A Comissão Nacional de Eleições (CNE) deliberou ordenar ao Presidente da Câmara Municipal da Ribeira Brava que promova, em 48 horas, a remoção de publicações na página do facebook da autarquia sob pena de incorrer na prática do crime de desobediência, previsto e punido pela alínea b) do n.º 1 do artigo 348.º do Código Penal.
A CNE advertiu o autarca Ricardo Nascimento para que se abstenha, no futuro e até ao final do processo eleitoral, de proferir declarações, assumir posições ou praticar atos que, direta ou indiretamente, favoreçam ou prejudiquem uma candidatura em detrimento ou vantagem de outras, ou que de qualquer modo ponham em causa o cumprimento dos deveres de neutralidade e imparcialidade a que está obrigado nos termos do artigo 60.º da LEALRAM.
Em causa a queixa apresentada por um cidadão por causa de três publicações na página da Câmara Municipal de Ribeira Brava, na rede social Facebook, respeitantes à visita do visado a obras de construção de novos caminhos, arruamentos e de requalificação, correspondendo duas delas à divulgação de notícias do JM da Madeira.
Notificado para se pronunciar, o Presidente da Câmara da Ribeira Brava apresentou resposta alegando, em síntese, que as visitas ocorreram no dia 27 de julho e que era prática “(…) do executivo municipal efetuar visitas de acompanhamento ao andamento dos trabalhos executados e consequente divulgação pública dos mesmos;”.
Referiu ainda que, de acordo com o email recebido, à data cessaria “(…) todas as publicações que estejam associadas ao ainda Presidente da Autarquia, Ricardo Nascimento, publicações que não tiveram o objetivo de utilizar os meios municipais para efeitos de campanha eleitoral, mas sim o esclarecimento da população do andamento dos trabalhos que é prática recorrente deste executivo.”.
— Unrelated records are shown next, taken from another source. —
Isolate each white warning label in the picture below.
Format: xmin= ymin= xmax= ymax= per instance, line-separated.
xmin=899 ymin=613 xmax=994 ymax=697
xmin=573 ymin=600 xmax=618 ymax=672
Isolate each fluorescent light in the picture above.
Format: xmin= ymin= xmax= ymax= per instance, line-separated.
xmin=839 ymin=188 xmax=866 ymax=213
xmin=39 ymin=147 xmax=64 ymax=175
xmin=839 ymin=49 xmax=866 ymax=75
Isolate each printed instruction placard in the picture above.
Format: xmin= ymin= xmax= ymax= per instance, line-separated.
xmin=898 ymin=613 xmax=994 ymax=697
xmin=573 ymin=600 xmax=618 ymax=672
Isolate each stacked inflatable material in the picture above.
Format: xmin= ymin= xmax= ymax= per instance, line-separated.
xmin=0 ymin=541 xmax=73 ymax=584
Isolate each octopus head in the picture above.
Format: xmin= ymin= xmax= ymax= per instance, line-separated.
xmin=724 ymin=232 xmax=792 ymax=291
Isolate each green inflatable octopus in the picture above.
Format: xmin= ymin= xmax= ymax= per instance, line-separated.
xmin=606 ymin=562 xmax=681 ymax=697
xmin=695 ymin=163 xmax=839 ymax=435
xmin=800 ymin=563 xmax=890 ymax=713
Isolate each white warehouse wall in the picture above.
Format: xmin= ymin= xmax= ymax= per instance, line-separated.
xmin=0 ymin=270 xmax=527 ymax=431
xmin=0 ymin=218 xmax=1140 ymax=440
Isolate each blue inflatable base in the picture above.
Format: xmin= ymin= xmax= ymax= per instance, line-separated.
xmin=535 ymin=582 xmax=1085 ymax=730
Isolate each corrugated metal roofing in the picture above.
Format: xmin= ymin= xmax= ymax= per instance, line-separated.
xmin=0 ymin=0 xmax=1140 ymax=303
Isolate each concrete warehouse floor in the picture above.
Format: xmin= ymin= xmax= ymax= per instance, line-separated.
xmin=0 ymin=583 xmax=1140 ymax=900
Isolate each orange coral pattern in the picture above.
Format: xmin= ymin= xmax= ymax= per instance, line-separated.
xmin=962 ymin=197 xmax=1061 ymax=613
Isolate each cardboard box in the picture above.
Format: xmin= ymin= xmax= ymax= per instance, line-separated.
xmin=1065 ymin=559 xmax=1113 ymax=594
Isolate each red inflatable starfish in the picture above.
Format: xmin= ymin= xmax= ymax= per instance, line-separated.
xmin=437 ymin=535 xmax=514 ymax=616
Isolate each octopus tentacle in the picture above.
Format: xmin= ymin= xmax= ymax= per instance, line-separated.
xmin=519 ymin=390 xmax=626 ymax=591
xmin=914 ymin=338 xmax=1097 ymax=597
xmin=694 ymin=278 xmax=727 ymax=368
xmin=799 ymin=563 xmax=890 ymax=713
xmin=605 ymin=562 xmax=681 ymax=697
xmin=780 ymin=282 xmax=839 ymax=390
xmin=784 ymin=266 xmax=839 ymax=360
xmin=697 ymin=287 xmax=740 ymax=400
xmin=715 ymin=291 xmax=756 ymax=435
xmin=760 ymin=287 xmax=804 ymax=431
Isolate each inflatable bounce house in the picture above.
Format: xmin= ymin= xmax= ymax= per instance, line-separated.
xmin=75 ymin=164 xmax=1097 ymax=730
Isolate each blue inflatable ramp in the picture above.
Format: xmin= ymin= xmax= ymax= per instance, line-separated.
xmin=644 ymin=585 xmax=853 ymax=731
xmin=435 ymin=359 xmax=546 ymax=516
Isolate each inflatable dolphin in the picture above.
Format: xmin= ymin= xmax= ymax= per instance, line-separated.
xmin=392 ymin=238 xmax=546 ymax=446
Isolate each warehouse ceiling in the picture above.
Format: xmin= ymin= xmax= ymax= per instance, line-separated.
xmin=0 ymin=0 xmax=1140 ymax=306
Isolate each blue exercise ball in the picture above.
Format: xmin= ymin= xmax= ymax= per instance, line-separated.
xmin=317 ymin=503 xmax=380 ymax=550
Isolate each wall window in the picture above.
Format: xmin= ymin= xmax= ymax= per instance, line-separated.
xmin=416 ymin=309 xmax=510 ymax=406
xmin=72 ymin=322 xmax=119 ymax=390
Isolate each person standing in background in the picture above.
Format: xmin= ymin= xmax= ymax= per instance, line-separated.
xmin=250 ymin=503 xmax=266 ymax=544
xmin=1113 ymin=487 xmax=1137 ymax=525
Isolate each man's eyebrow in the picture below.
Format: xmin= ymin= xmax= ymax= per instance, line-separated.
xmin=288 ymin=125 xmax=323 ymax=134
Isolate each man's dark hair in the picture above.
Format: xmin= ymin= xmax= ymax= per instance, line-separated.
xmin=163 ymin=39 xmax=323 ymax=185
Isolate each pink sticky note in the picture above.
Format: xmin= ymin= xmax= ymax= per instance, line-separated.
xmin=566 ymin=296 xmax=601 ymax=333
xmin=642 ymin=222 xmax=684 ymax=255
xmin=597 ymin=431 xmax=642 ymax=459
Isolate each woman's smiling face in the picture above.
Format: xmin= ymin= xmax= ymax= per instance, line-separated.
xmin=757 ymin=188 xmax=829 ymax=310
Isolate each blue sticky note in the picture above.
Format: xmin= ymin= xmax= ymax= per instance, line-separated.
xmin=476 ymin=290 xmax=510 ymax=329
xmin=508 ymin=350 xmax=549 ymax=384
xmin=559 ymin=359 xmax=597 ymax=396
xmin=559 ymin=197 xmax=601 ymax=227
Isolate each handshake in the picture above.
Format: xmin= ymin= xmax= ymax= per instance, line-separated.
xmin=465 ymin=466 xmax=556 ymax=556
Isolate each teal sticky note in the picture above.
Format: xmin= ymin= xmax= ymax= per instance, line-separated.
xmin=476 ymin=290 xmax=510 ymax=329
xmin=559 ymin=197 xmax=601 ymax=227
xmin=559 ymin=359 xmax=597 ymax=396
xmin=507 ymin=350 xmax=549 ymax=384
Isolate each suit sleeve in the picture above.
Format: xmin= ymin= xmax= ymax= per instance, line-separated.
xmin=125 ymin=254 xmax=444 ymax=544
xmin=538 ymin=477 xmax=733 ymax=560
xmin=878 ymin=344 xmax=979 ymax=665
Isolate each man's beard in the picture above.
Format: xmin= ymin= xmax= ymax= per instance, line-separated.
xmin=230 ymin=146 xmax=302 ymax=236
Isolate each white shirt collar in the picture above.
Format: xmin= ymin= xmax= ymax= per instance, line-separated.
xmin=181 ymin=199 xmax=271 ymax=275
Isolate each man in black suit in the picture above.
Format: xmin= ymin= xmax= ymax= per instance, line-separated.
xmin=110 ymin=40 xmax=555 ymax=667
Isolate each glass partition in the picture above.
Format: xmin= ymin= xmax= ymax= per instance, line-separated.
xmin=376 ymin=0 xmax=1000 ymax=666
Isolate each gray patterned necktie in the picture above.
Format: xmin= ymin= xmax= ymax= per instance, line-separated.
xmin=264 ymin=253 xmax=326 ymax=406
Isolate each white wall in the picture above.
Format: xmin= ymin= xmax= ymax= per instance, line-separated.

A CNE apreciou o caso e concluiu que as publicações participadas dizem respeito à divulgação de notícias sobre obras em curso levadas a cabo pelo executivo camarário, ilustradas por fotografias onde surge a figura do visado, onde profere declarações sobre o montante dos investimentos envolvidos, bem como das melhorias e benefícios futuros para a população.
Acresce que as publicações em causa, para além de terem sido promovidas após a publicação do Decreto do Presidente da República n.º 63/2023, de 5 de julho de 2023, que marca a data da eleição dos deputados da Assembleia Legislativa da Região Autónoma da Madeira, ocorreram a 4 e 7 de agosto, após ter sido tornado público que o visado integrava a lista de candidatos da coligação do PPD/PSD.CDS-PP à Assembleia Legislativa da Região Autónoma da Madeira.
“Ora, sendo o Presidente da Câmara Municipal de Ribeira Brava também candidato à eleição, a divulgação, através da utilização de meios institucionais da autarquia, de notícias que dão a conhecer o trabalho desenvolvido enquanto autarca, nos termos em que foram feitas, são suscetíveis de influenciar os eleitores, na medida em que promovem uma imagem dinâmica e favorável associável à sua candidatura provocando deste modo um desequilíbrio entre a igualdade de oportunidades das restantes candidaturas”, revela a CNE.